Nei fatti gli intarsi in ceramica sono utilizzati sempre meno ma non perché siano pesanti: un intarsio è una ricostruzione di un dente che rimane all’interno superficie occlusale, distinguendosi perciò da onlay e overlay (ricostruzioni che coprono in tutto o in parte anche le cuspidi dei denti).

E chiaro che queste ricostruzioni possono essere fatte in modo piu rapido ed economico ed altrettanto duraturo con i compositi. Tuttavia quando per diverse ragioni si ritenesse di utilizzare un intarsio ( https://it.dental-tribune.com/news/sempre-e-solo-ceramica-il-tema-affrontato-da-roberto-spreafico-al-congresso-aiop/ ) non ci sono differenze tra il loro utilizzo nell’arcata superiore ed inferiore.

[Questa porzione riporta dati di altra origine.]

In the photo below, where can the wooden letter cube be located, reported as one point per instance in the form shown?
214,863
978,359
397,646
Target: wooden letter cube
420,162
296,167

En passant: nella stessa pagina si legge che per l’igiene orale è importante lo spazzolino, il filo interdentale e il colluttorio. Falso: il colluttorio è utile solo in alcune situazioni limitate e su consiglio del dentista. Nell’igiene domiciliare quotidiana le sostanze contenute nei colluttori sono o inutili o dannose. L’azione utile è quella meccanica dello spazzolamento. Invece sono utili: l’idratazione, la dieta appropriata, l’educazione dei genitori, il livello socio-economico, l’età della trasmissione e dell’acquisizione delle specie cariogene, l’igiene orale domiciliare, l’esposizione al fluoro, l’anatomiaa dei denti e la composizione dello smalto (in questo ordine: Banas JA et al, Are the mutans streptococci still considered relevant to undertstanding the microbial etiology of dental caries? BMC Oral Health 2018; 18:129).